I just posted in response to someone on the Toddler board who had a very similar thing with her daughter so I'm repasting part of my response below but hopefully I took out all the stuff that doesn't apply. I'm kind of evangelical about spreading the word about this since it worked so well for my daughter and me and I really feel so calm and in control of every situation now even if my daughter loses it, now I'm able to stay calm about it and help her reregulate instead of getting mad or frustrated myself because I don't know what to do. Hope this helps!
I'm a mom of a 2.5 year old and these 3 sources have been invaluable to me:
Janet Lansbury (janetlansbury.com or Janet Lansbury - Elevating Childcare on Facebook)
Dr. Laura Markham (www.ahaparenting.com and on Facebook as ahaparenting.com) and
Patty Wipfler - www.handinhandparenting.com (on Facebook as HandinHand).
All of their websites have tons of free articles that specifically address these questions or you can go onto their Facebook pages (or Yahoo group in the case of Hand In Hand) and ask for guidance. They do not advocate any sort of punishment or artificial consequences but setting gentle but firm limits with very practical step by steps of what to do in lots of different situations.
For me personally Janet Lansbury resonates most deeply with me, but all 3 of these sources recommend very similar things to do in this situation - it's about the parent (or caregiver) stepping in and staying calm but in control and not letting the child hit or push - you validate the emotion behind it ("I know you're mad but I won't let you hit.") I've used this with my daughter when she was very angry at me setting limits back around 20 months old and I only had to do this about 3 times - it really seemed to resolve it for her that "Mommy won't let me hit" so she would usually throw a fit instead to get her anger or frustration out. I would let her do that as long as she wanted as long as she didn't hurt herself, someone else or break something. The fit would only last 2 minutes MAX and she had it out of her system and moved on to doing something else as if nothing had happened. I might just be very lucky that she resolved herself so quickly
I know you said your daughter does understand know what she is doing (gentle touches vs. hitting) BUT the part of her brain that helps her rein in her impulse to hit isn't developed yet so keeping herself from acting on a very strong emotion, even if she knows it is wrong, is very difficult until that matures.

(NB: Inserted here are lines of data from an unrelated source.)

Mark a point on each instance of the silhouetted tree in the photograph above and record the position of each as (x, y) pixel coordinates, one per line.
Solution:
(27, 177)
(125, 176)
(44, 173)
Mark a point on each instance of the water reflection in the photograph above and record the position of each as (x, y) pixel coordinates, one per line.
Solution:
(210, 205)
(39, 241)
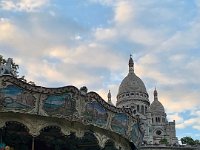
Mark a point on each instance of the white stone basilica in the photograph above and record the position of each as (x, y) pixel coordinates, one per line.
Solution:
(133, 94)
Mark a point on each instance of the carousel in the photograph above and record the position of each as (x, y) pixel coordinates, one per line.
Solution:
(65, 118)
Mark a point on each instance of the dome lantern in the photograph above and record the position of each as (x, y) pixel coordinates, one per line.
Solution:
(131, 64)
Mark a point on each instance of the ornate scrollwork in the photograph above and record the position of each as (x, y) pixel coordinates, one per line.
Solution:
(102, 139)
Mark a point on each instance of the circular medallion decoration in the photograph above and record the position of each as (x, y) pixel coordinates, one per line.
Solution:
(158, 132)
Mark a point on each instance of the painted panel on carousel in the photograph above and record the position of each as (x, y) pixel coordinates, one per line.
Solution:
(60, 104)
(95, 113)
(119, 123)
(14, 98)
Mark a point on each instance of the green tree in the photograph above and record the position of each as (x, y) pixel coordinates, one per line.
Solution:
(14, 66)
(197, 142)
(2, 60)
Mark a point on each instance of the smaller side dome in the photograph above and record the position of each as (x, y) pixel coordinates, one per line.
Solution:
(156, 106)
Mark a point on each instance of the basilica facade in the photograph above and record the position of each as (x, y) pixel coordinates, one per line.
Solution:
(132, 94)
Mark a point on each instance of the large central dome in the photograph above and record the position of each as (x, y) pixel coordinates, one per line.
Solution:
(131, 89)
(131, 83)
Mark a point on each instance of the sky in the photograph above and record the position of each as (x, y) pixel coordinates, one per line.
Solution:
(89, 42)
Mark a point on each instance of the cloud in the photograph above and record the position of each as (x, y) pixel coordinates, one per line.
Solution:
(22, 5)
(176, 117)
(123, 12)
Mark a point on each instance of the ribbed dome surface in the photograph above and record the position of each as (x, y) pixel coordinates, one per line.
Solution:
(156, 106)
(131, 83)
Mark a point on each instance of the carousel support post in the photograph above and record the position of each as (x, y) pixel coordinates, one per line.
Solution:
(33, 143)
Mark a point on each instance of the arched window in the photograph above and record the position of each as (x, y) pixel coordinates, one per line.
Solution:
(142, 109)
(158, 119)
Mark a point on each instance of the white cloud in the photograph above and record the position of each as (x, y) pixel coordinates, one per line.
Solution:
(22, 5)
(124, 11)
(175, 117)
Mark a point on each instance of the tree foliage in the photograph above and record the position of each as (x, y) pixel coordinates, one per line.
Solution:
(14, 66)
(189, 141)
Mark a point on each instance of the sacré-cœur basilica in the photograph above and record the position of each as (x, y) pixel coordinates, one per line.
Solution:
(36, 117)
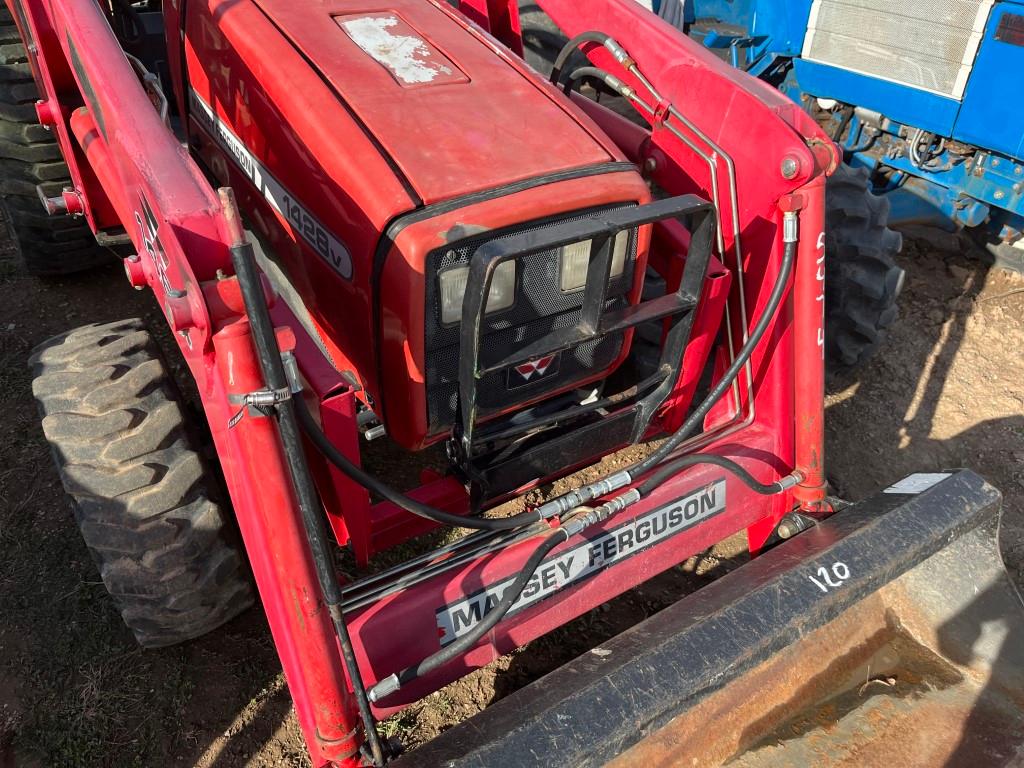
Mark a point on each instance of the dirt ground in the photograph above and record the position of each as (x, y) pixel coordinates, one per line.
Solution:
(75, 690)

This is an excerpt from Janet Lansbury's article "Common toddler discipline mistakes":
There was a toddler in one of my parent/toddler guidance classes whose behavior could be considered “bad”. He was compelled to push limits, probably because his adoring, gentle mother struggled to set them confidently. She admitted that his behavior unnerved her. That, in turn, unnerved him, and “acting out” was the way he demonstrated it.
Some days I would have to calmly follow this boy, shadowing him so that he wouldn’t push or tackle one of the other 18 – 24 month olds. When I sensed an aggressive impulse coming, I would place my hand in the way and say matter-of-factly, “I won’t let you push” or gently move him away from the friend he was tackling and say, “That’s too rough.”
There was no point in reminding him to touch gently (in fact, that would have been an insult to his intelligence). He knew exactly what ‘gentle’ meant and was clearly making a different choice. But what I would often end up asking was, “Are you having a hard time today?” “Da”, he’d answer a bit wistfully, a hint of a smile on his face, recognition in his eyes. This simple acknowledgement coupled with my calm, consistent limit setting would usually ease the behavior.
Toddlers love to be understood. They also need to know that their discipline “teachers” are calm, unruffled and understanding, not thrown or upset by their behavior. And that is the way that I have come to understand misbehavior. It is not intentionally bad, mean or a way to upset parents. It is a request for help.
Help me, I’m tired. Help me, I have low blood sugar. Help me stop hitting my friends. Help me stop annoying or angering you… better yet, stop me before I do those things. Help me by remaining calm so I sense how capable you are at taking care of me. Help me by empathizing, so that I know you understand and still love me. Help me so that I can let go of these urges and distractions and be playful, joyful and free again."